A parte questa indispensabile presenza, perché le opere possono prendere l'intitolazione di "Annuncio ai pastori", le scene, nella loro disadorna verità, non offrono nessun altro elemento di spiritualità religiosa o di allusione sacra.I pastori, più che i "mandriani evocati con sentimento biblico", di cui parla Bologna, sono più simili a quelli della lirica leopardiana e lontani dallo stereotipo tutto fede ed amore creato dalla tradizione religiosa. I pastori del nostro Maestro dopo una giornata uguale a mille altre già vissute , e a tante altre ancora da vivere, e che li ha impegnati nel condurre il gregge al pascolo, all'abbeverata, alla mungitura, all'allattamento dei nuovi nati, alla caseificazione del latte, lontani dalle loro case, dai loro familiari, stremati anche dal caldo estivo e dai rigori invernali, dal vento, dalla pioggia, senza i più elementari conforti igienici, al riparo di una grotta o in qualche piazzola sulle montagne, si preparano qualcosa di caldo o ricorrono al pane raffermo o al cacio, a qualche frutta di stagione o secca, uniche risorse alimentari certe del pastore, insieme con un buon bicchiere di vino, come lascia intendere la presenza della bella terraglia lasciata a terra accanto alla brace che si va spegnendo del dipinto di collezione privata.

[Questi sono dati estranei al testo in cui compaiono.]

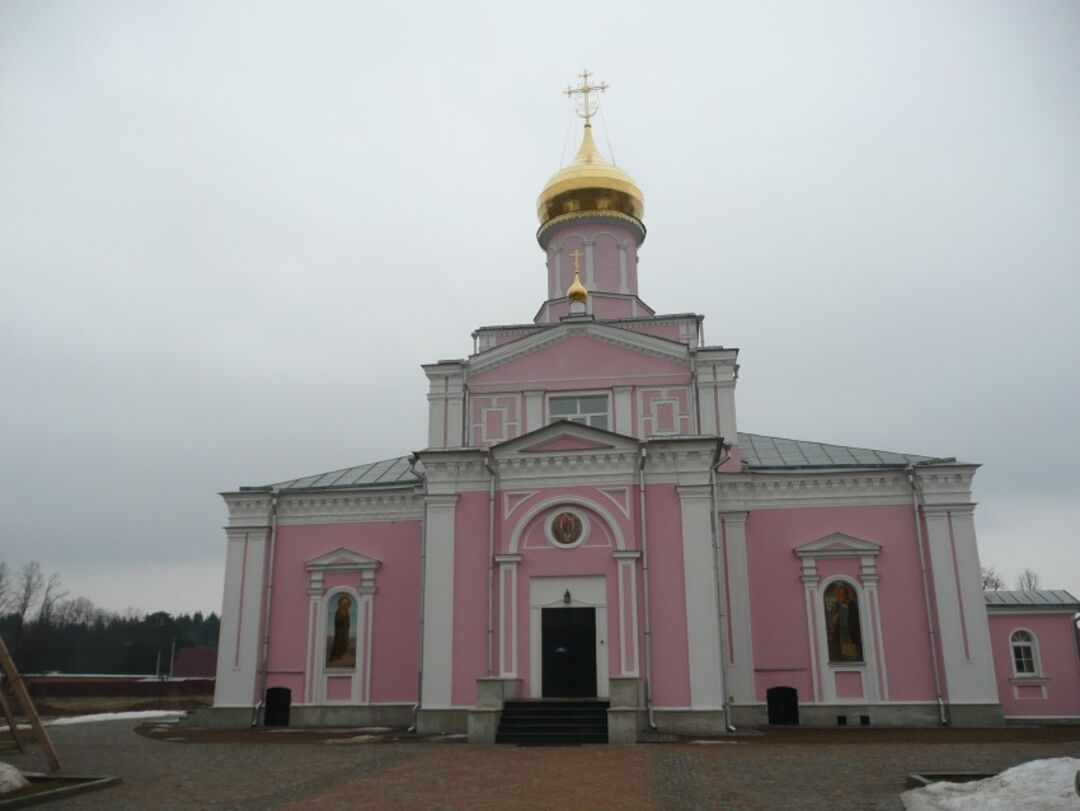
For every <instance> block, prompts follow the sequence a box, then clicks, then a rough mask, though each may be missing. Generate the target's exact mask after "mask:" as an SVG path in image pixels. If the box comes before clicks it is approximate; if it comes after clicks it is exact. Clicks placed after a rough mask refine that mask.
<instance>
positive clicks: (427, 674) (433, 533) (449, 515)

Altra domanda relativa alla committenza: chi erano le persone che ambivano a questi teloni così violenti e drammatici? In quali stanze o saloni o gallerie, si esponevano queste figure dai panni laceri e rattoppati, dai piedi sporchi, e il gregge dal vello lordo di stallatico?
Non è escluso che il Maestro dipingesse il tema dell'Annuncio nella sua bottega per una scelta motivata da ragioni personali e che poi vendesse le sue opere ad un mercato desideroso di venirne in possesso per una sorta di esorcizzazione che anima alcune scelte. Si pensi al Cardinale del Mocche ed al Segretario di Stato Vaticano, il Cardinale Scipione Borghese, religiosi di razza che aspiravano alle opere del Caravaggio,
certamente non conformi a quel decoro richiesto dalla religione di Stato.

Maestro dell'Annuncio ai pastori

Annuncio ai pastori (particolare)

Collezione privata

 

Anche questo è un modo per spiegare l'interesse del mercato per il Maestro ed i soggetti delle sue opere, dove i protagonisti erano le classi subalterne, rappresentati con modi nei quali noi, oggi, possiamo vedere adombrata una forma di denuncia sociale.
Lo stesso, sulla scorta della grande lezione lasciata dal Merisi a Napoli, soprattutto nelle Sette Opere di Misericordia per il Pio Monte, accadeva in molte tele di Falcone e di Guarino, e nelle raffigurazioni delle eruzioni del Vesuvio del 1631.